İnsan bir kere kırılmaya görsün… Soğuk uyku savaşlarına maruz kalan Ezgi’yi gram anlamamıştı iki yıllık arkadaşlıkları boyunca empati yoksunu Can. Ezgi’nin Can’ı…Güya kişiler adlarıyla yaşarmış…Can’da hedefi tutmayan Ezgi, Yiğit’in adıyla yaşamasını dilemişti kalben. Kahramanı babası gibi yiğit çıkmasını…
Aylardan ramazandı, ama Ezgi gibi zilzurna sarhoş olan Yiğit onu beklenmedik bir şekilde güzel karşılamıştı. “Sarhoşum” dediğinde bile, “Ne tesadüf, ben de içki sofrasındayım. Kimi oruç tutar, kimi kadeh… herkesin tuttuğu kendine!” demişti tatlı tatlı.
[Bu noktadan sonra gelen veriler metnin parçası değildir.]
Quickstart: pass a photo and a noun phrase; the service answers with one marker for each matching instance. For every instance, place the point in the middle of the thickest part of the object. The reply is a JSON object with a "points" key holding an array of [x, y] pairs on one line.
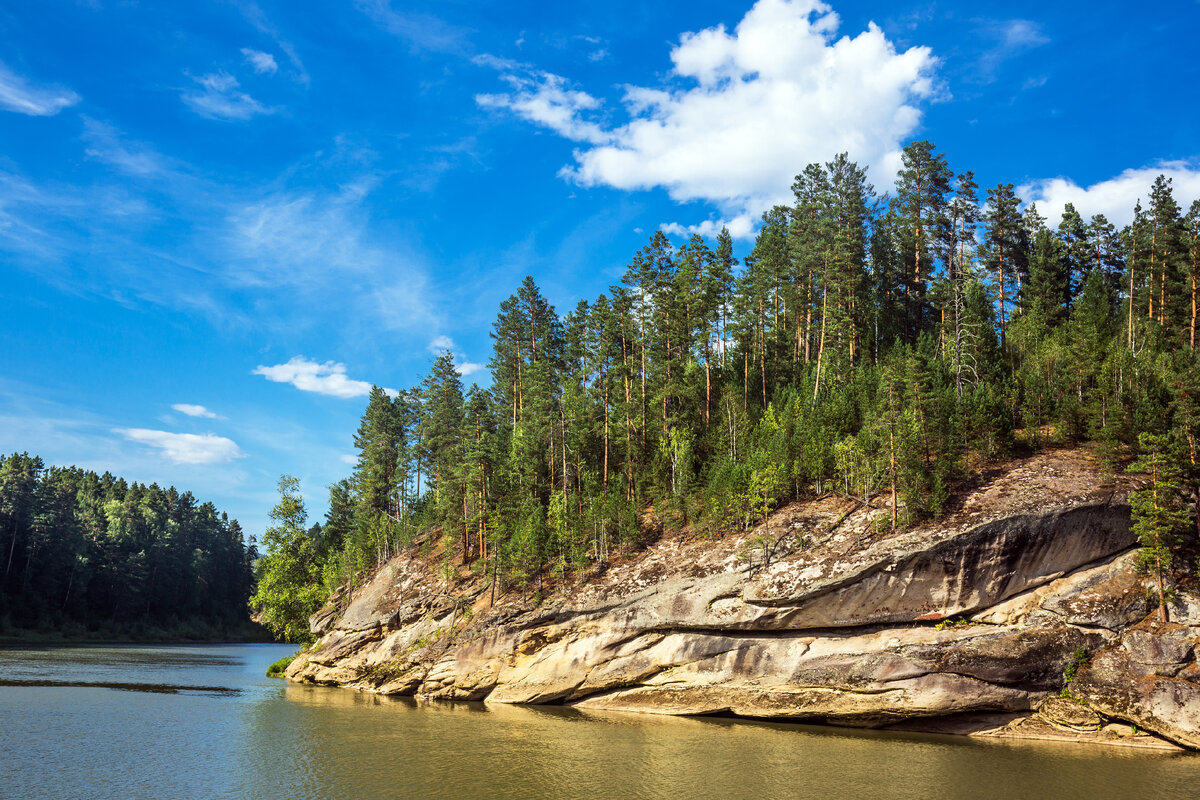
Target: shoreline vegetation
{"points": [[886, 347], [141, 632], [94, 558]]}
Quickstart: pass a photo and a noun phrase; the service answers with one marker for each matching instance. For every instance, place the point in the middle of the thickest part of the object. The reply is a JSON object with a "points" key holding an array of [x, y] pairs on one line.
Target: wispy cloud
{"points": [[185, 447], [328, 378], [18, 95], [1009, 38], [445, 344], [423, 31], [105, 143], [743, 110], [219, 98], [196, 410], [256, 17], [262, 62]]}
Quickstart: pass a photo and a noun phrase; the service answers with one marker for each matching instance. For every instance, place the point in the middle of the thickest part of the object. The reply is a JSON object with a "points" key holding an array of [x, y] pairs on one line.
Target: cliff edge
{"points": [[965, 625]]}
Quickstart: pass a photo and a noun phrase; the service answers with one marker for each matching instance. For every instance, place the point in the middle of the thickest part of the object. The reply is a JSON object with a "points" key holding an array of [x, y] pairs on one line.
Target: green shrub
{"points": [[276, 669]]}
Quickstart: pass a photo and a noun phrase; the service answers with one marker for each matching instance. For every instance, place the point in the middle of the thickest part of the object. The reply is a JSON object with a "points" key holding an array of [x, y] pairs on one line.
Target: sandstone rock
{"points": [[1067, 713], [845, 626], [1149, 678]]}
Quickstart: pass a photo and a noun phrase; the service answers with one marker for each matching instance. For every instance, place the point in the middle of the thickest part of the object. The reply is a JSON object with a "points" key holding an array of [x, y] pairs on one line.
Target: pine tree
{"points": [[1157, 512], [1003, 246]]}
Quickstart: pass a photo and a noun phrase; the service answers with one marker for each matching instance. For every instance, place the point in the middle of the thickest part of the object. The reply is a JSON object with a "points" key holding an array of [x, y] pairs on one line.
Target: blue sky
{"points": [[221, 222]]}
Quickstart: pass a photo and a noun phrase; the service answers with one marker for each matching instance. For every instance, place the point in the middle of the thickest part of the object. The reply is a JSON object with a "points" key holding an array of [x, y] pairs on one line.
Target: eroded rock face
{"points": [[978, 615], [1150, 678]]}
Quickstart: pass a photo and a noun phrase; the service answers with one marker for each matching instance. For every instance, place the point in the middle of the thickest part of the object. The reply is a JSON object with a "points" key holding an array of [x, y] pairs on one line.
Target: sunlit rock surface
{"points": [[971, 618]]}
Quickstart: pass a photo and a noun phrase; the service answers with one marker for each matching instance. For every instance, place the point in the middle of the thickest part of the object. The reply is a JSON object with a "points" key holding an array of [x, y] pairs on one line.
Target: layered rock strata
{"points": [[979, 614]]}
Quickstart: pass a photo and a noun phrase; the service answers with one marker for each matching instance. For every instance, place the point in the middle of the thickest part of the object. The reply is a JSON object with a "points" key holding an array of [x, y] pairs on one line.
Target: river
{"points": [[203, 721]]}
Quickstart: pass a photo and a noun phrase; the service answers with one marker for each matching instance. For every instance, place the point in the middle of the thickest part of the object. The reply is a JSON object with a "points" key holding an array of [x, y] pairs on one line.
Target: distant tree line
{"points": [[879, 347], [85, 552]]}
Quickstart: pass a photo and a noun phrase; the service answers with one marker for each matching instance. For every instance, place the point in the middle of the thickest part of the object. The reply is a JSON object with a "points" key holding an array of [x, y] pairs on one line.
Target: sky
{"points": [[221, 222]]}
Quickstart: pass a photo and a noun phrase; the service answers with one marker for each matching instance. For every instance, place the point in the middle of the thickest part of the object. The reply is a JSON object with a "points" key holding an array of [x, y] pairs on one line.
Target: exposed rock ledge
{"points": [[941, 627]]}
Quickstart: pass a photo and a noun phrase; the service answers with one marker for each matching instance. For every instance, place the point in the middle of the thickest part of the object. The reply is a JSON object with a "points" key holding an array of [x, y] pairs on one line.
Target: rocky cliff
{"points": [[966, 625]]}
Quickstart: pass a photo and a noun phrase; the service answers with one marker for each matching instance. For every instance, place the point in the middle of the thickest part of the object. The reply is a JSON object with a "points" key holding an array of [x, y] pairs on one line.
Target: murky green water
{"points": [[204, 722]]}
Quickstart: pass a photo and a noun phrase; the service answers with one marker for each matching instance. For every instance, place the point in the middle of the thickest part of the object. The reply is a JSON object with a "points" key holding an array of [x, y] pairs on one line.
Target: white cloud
{"points": [[443, 343], [185, 447], [547, 100], [328, 378], [1115, 197], [468, 367], [219, 98], [1021, 34], [18, 95], [255, 16], [196, 410], [108, 145], [745, 110], [263, 62], [423, 31]]}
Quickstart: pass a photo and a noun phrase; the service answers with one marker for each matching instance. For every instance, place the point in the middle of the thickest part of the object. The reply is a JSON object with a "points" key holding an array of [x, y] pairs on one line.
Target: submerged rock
{"points": [[979, 614]]}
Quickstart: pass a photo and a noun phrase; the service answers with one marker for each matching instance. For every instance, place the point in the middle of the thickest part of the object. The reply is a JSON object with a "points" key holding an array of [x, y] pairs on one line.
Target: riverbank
{"points": [[139, 632], [1024, 601]]}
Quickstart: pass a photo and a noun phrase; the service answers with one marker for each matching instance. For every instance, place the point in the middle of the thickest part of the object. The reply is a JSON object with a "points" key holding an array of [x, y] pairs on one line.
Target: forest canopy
{"points": [[879, 346], [87, 553]]}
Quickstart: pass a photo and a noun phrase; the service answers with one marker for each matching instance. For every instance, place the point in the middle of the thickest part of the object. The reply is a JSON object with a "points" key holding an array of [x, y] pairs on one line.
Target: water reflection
{"points": [[70, 735]]}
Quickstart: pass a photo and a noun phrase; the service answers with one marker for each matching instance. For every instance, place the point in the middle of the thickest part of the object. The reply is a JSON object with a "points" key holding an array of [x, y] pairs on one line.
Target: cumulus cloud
{"points": [[328, 378], [1115, 197], [744, 110], [219, 98], [262, 62], [21, 96], [196, 410], [185, 447]]}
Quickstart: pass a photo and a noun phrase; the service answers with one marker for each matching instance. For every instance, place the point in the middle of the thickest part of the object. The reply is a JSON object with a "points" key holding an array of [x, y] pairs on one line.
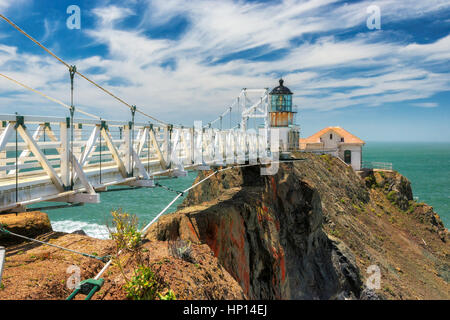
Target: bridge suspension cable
{"points": [[46, 96], [77, 72]]}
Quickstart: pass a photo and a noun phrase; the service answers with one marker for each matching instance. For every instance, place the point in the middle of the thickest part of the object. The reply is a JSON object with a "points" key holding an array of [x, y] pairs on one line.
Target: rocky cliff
{"points": [[312, 230]]}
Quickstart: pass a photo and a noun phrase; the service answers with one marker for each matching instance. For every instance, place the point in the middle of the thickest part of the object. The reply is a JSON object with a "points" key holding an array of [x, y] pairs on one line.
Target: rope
{"points": [[103, 259], [47, 97], [77, 72], [169, 188]]}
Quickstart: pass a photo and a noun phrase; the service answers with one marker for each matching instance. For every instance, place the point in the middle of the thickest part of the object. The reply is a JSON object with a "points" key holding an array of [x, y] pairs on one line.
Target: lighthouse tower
{"points": [[282, 117]]}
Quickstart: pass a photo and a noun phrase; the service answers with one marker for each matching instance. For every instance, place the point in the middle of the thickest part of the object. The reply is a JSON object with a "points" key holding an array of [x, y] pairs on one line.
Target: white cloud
{"points": [[198, 88]]}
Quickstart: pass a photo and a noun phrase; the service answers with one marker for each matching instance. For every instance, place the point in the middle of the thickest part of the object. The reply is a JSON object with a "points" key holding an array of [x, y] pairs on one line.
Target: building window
{"points": [[347, 156]]}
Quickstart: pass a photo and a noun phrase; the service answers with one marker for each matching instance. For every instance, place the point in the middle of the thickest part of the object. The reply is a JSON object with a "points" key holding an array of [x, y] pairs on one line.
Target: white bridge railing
{"points": [[52, 159]]}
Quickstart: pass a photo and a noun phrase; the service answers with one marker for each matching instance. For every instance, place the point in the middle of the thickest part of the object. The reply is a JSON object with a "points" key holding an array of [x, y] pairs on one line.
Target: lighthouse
{"points": [[282, 117]]}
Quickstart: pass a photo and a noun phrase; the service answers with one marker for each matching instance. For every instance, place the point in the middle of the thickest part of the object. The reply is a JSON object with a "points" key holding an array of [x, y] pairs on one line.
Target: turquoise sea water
{"points": [[426, 165]]}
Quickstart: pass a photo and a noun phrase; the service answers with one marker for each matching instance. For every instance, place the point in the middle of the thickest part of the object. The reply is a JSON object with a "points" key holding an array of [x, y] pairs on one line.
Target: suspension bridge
{"points": [[72, 159]]}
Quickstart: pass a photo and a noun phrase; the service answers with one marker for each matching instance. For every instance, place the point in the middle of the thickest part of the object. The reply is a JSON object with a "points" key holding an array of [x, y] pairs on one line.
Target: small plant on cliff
{"points": [[144, 285], [168, 296], [391, 196], [182, 250], [124, 231]]}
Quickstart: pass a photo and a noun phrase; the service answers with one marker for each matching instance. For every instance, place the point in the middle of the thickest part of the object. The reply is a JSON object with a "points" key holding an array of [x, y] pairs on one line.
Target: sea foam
{"points": [[92, 229]]}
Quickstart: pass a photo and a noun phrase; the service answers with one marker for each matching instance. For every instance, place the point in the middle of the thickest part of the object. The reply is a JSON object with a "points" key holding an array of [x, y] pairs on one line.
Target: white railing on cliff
{"points": [[377, 165]]}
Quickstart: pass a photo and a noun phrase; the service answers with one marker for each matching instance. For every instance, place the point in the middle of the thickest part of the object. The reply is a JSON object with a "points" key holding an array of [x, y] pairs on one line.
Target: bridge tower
{"points": [[282, 117]]}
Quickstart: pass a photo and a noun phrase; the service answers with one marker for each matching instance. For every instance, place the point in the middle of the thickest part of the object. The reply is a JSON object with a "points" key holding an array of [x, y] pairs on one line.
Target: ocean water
{"points": [[426, 165], [145, 203]]}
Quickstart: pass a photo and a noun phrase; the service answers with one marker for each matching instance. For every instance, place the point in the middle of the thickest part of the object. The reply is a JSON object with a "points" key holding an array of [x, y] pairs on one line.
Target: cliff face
{"points": [[267, 232], [312, 230]]}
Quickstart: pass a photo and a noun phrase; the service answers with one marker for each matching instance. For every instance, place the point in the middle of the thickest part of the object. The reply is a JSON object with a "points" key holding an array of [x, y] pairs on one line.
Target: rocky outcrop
{"points": [[38, 272], [313, 230], [266, 231], [30, 224], [396, 187]]}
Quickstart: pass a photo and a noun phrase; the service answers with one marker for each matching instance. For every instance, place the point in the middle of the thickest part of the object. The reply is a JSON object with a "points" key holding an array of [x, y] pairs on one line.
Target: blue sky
{"points": [[187, 60]]}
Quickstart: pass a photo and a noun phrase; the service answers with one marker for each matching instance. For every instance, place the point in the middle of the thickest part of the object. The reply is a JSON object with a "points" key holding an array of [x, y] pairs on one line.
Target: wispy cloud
{"points": [[325, 71]]}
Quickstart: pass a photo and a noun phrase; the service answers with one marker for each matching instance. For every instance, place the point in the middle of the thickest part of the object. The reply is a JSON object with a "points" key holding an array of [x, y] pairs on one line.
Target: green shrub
{"points": [[391, 196], [168, 296], [124, 230], [144, 285], [182, 250]]}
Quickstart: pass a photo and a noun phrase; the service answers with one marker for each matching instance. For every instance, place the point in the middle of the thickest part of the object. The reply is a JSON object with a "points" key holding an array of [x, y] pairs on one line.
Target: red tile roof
{"points": [[348, 137]]}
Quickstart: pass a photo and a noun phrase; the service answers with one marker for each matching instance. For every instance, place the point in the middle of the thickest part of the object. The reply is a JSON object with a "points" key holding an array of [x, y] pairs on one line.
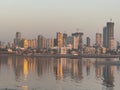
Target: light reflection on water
{"points": [[22, 73]]}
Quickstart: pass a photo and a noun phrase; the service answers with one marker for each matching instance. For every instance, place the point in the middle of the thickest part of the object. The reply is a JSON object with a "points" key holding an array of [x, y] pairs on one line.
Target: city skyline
{"points": [[34, 17]]}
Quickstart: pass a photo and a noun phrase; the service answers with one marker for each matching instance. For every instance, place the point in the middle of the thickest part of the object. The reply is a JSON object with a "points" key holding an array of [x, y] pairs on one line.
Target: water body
{"points": [[20, 73]]}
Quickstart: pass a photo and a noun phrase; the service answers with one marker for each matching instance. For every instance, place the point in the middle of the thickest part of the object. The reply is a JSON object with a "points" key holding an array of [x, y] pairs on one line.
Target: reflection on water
{"points": [[58, 74]]}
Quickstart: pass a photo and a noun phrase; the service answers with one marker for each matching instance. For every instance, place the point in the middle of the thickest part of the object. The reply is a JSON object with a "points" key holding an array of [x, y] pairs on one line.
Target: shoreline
{"points": [[65, 55]]}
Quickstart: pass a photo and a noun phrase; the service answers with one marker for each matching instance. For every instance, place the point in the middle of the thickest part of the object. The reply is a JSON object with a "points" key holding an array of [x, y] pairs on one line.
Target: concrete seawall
{"points": [[77, 56]]}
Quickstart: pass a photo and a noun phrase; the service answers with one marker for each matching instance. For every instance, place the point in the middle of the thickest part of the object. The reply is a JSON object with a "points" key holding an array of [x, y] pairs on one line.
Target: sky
{"points": [[46, 17]]}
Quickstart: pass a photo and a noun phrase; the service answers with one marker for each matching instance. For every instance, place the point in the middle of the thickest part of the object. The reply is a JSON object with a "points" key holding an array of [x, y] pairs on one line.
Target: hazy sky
{"points": [[33, 17]]}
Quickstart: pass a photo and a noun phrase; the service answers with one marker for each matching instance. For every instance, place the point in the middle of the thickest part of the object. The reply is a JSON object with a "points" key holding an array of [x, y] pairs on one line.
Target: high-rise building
{"points": [[78, 41], [108, 36], [49, 43], [32, 43], [17, 40], [98, 39], [64, 39], [24, 43], [88, 41], [59, 39], [105, 44], [41, 42]]}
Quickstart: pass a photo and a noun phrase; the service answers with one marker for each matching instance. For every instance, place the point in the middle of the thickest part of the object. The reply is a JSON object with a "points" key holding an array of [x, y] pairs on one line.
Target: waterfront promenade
{"points": [[77, 56], [65, 55]]}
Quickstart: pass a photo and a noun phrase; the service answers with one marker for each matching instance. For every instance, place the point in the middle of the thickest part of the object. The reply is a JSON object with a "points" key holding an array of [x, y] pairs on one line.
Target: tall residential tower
{"points": [[108, 36]]}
Ertesi öğlen, akşamdan kalma halleriyle instagramdan birbirlerinin paylaşımlarını beğenmişler, sosyal medyanın onlara sunduğu değişik mecralardan, tatlıca flörtleşmeye devam etmişlerdi günler boyunca. Uzun zamandır bir erkek tarafından özel olduğu hissettirilmeyen Ezgi, bu kadar yiğit bir erkeğin beğeni ve emek dolu mesajları sayesinde, kendisini hiç olmadığı kadar enerjik ve aşk sarhoşu hissediyordu.
Ezgi o gazla bir gün “Oooo, biz bu hızla yakında seninle el ele uzaya bile gideriz!” yazıp, ardından bir de gülme emojisi eklemişti. Yiğit’ten bir süre cevap gelmemiş, sonra da çevrimdışı olmuştu aniden.
Özellikle hafta sonlarında Yiğit’in mesajları azalmış, cevapsız gecelere, sonra da yirmi dört saatlik ıssızlaşmalara evrilmişti. Bunun nedenini anlamayan Ezgi’nin baş dönmeleri vardı artık. Gözleri batmaya, net görememelere dönüşmüştü. Karnında cam kırıklıkları gibi ağrılar hissediyordu.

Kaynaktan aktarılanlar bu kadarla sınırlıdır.